May 7, 2015

CeBIT 2015 and how to under-sell the “digital” agenda

This week I went to CeBIT, “Australasia’s largest business technology exhibition“.  Apart form the fact that I had to schlep all the way out to Homebush, they didn’t have my registration correct, and the organisation was poor, I was seriously underwhelmed.

The last time I went to CeBIT was around five years ago and I vowed and declared I wouldn’t go again because I found that:  whilst the speaker line-up was quite impressive there was no depth or value in what was being said; there was no real “thought leadership; nor was there the ability to actually engage with the speakers who flew in and flew out eager to get to their next appointments.

This event was no different and, given it was years later, was much worse, which reflects something far more worrying.

In his speech Australian Communications Minister Hon. Malcolm Turnbull stated that

Australia “should aim to become the world’s leading digital economy. This won’t happen if the government continues writing strategies on the importance of the digital economy, but it can happen if we lead by example.”

With our current skills and capabilities I am not sure we are capable of doing so.  Given our ability to lead when we want to (witness the Gov 2.0 Task Force, and Turnbull’s own well-acknowledged and demonstrated understanding of the digital world) this is very sad.

For me neither of the major Commonwealth “government” speeches at CeBIT, either by Turnbull or David Hazlehurst, Acting Chief Executive Officer, Interim Digital Transformation Office (iDTO), were “inspiring” in any way, and a number of people I spoke to felt the same.  There were a lot of platitudes and “gunna’s” (as in going to’s) which was in stark contrast to other speakers such as Guy Kawasaki who spoke about “funding your passion” and “doing”, not just talking or writing lots of strategies and proposals.

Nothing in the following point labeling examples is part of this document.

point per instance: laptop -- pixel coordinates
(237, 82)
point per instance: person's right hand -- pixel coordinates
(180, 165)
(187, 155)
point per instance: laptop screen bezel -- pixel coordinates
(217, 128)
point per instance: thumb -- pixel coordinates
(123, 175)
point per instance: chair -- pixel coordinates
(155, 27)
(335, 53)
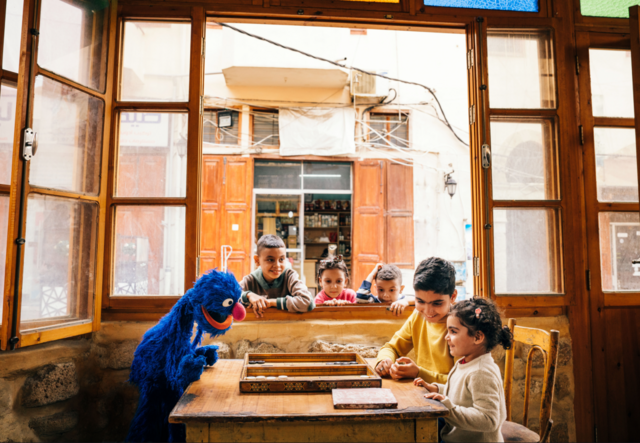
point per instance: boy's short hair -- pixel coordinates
(269, 241)
(389, 272)
(435, 274)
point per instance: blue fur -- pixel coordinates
(166, 361)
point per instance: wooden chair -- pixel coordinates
(547, 344)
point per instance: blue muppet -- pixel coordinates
(167, 361)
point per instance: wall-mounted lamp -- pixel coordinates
(450, 184)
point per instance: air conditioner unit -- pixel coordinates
(369, 86)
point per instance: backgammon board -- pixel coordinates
(312, 372)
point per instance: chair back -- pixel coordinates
(547, 344)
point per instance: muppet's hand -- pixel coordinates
(190, 369)
(210, 353)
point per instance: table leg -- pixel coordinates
(427, 431)
(198, 432)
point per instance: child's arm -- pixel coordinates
(484, 415)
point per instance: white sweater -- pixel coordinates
(475, 399)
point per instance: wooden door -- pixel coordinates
(368, 217)
(613, 230)
(227, 185)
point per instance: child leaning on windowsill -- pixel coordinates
(273, 284)
(474, 393)
(333, 276)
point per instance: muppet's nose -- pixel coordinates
(239, 313)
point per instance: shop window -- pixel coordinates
(221, 127)
(155, 63)
(152, 155)
(69, 127)
(611, 85)
(607, 8)
(149, 250)
(67, 43)
(12, 35)
(521, 69)
(60, 262)
(388, 130)
(265, 129)
(505, 5)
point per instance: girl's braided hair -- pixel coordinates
(333, 263)
(481, 314)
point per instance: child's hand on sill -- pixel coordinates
(404, 368)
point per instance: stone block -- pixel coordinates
(50, 384)
(245, 346)
(55, 424)
(364, 350)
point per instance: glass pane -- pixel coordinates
(155, 64)
(616, 168)
(71, 38)
(619, 245)
(279, 215)
(149, 246)
(607, 8)
(60, 261)
(265, 129)
(277, 175)
(221, 127)
(7, 128)
(329, 176)
(12, 35)
(524, 160)
(389, 130)
(527, 251)
(152, 158)
(611, 86)
(521, 73)
(69, 126)
(504, 5)
(4, 226)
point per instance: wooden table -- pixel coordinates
(213, 409)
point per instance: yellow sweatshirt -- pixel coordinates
(432, 352)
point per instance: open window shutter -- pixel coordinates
(235, 230)
(399, 216)
(368, 217)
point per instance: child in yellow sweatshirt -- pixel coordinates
(434, 284)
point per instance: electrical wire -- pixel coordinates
(288, 48)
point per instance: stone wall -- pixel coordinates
(77, 390)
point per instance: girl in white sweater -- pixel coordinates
(474, 393)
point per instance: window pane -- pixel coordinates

I left CeBIT wondering if Australia, within which government accounts for a third of the economy, is going to “governmentalize” the digital agenda, and run it with the over-regulation and bureaucratisation that inhibits so much innovation in so many other areas:  rules and processes, rather than risk and experiment; and a dumbing down of the challenges that the digital “revolution” presents.

Turnbull quite rightly said that Australia’s performance in innovation is slipping behind that of other countries.

In the recently published “Digital Evolution Index” Australia is now classified as a “Stall Out” nation, and a number of the countries that led in the early days of the “digital revolution” are also now in the “stall” zone.

DigitalIndex

A part of explaining this could well be what I have heard from numerous public sector managers both here and in the UK (including those who watched the innovative “alpha.gov.uk” experiment evolve to become the “Government Digital Service“) that once the low hanging fruit of opening up data, systems and process is done, it is really really hard to effect change for the average citizen.  This only happens slowly and with a great deal of risk taking, new thinking and agility.

It also requires selling the message through a shared vision – Marketing 101 – and with it inspiring people to step up and do things differently, embrace the change, but most of all recognise that things will be different, and that requires both a different approach as well as a different mindset.

In the Digital Planet Report the authors state that for “Stall Out” countries

“Governments must renew their commitments to investing in the education of domestic talent and attracting highly skilled immigrants who can take advantage of the high quality ecosystems to restart the innovation engines.”

If Malcolm Turnbull wants Australia to be a global leader this is the first area he should prioritise, and, as an aspiring leader in his own right, who purports to understand what is required, he needs to recognise that the last thing Australia needs is a bunch of bureaucrats who think that the answer is cutting and pasting what has happened overseas and passing it off as world leadership.  We need a “government digital” model developed from our own aspirations and challenges, informed by the experience of other countries, but more of those in the “Watch Out” and “Break Out” categories, and underpinned by a genuine education programme that determines to change both hearts and minds through explaining, enabling and empowering people to harness information in digital form – to give them a digital literacy.

If we had people who more fully understood the concept of the “Social Machine” in its entirety, they would innately understand this.

What we need is real leadership, as Rt Hon. Francis Maude has demonstrated, but taken to the next level, supported by a team of fresh blood who engender excitement and stimulate a real conversation about what sort of “digital nation” we want to become.

Where are the brave souls who can help us navigate this sometimes scary, but unavoidable and filled with potential, digital world?  Where are those who can coach government to more effectively work with business and industry by developing new tools which Government can trial and support, not which Government stands in the way of and regulates?

This is a time to embrace the challenges and opportunities of “being digital”, not to bureaucratise it into being a compliance exercise.

And as for CeBIT?  I personally found it an overview of very little that was “new” but that happened many years ago … tired and out of date.